Mais le réflexe derrière ce piège, paradoxalement, est indispensable ; il suffit simplement de savoir l'appliquer à des objets qui, en eux-mêmes ou par leur incidence sur les gens, en valent la peine. Et je ne crois toujours pas que la série discutée ici appartienne à cette catégorie. Elle se rapprocherait plutôt des messages dans le petits biscuits chinois. Et c'est dans ce contexte que se plaindre de la façon dont tu l'as fait évoque le scientisme : tout comme user d'une gourdin pour écraser une puce paraîtra un tantinet exagéré...
Et maintenant, jeune homme, un petit retour sur certains qualificatifs que tu as employés...
– Moi, je ne t'ai en aucun cas attaqué personnellement ; je n'ai pas écrit que tu n'étais qu'un ado attardé par exemple, j'ai dit que ta lettre sonnait ado... Alors pour la capacité à bien comprendre ce qu'on lit, je te trouve mal placé pour faire la leçon...
– Je serais un sceptique de salon, dis-tu encore ? Mais en écrivant cela, avais-tu conscience, à ce compte-là, qu'un certain nombre de sceptiques qui étaient là bien avant que tu t'amènes pourraient se sentir visés par un jugement de la sorte ? Mais bon, comme disait Ross Perrot à propos de Bill Clinton, il faut bien que jeunesse se fasse...
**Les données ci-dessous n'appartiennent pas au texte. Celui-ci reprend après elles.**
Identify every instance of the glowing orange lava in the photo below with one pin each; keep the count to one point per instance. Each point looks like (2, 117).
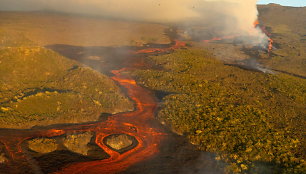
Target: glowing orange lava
(136, 123)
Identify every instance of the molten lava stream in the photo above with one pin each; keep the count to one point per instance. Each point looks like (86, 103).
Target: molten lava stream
(134, 123)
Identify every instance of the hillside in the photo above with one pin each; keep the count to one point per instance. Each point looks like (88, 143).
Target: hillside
(40, 87)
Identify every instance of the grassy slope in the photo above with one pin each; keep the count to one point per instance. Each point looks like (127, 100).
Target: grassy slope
(287, 25)
(48, 29)
(40, 87)
(242, 115)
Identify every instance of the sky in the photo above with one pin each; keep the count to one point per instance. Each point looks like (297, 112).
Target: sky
(296, 3)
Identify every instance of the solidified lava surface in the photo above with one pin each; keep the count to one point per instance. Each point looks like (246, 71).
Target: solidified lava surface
(137, 124)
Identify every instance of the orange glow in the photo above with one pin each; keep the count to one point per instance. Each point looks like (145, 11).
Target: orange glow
(177, 44)
(135, 123)
(256, 23)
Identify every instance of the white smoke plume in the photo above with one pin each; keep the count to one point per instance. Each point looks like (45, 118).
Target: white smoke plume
(228, 16)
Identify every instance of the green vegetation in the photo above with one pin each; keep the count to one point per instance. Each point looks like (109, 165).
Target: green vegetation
(253, 121)
(40, 87)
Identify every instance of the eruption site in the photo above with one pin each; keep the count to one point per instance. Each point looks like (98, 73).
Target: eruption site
(224, 18)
– Je passerai rapidement sur la défense que tu offres quant à la qualité de ton français et à ses conséquences sur l'effet espéré de la lettre que tu as envoyée ; ton argument ne trahit ni plus ni moins d'autocomplaisance que ce que j'ai pu déjà constater en sept ans de révision linguistique dans le milieu de l'édition et ailleurs, et je me sentirais mal à l'aise de t'en stigmatiser. Heureusement tout de même que ceux qui veillent à la qualité du français dans le Québec sceptique n'ont pas une attitude semblable. (Et en passant, sisyphéen est un néologisme encore non reconnu...).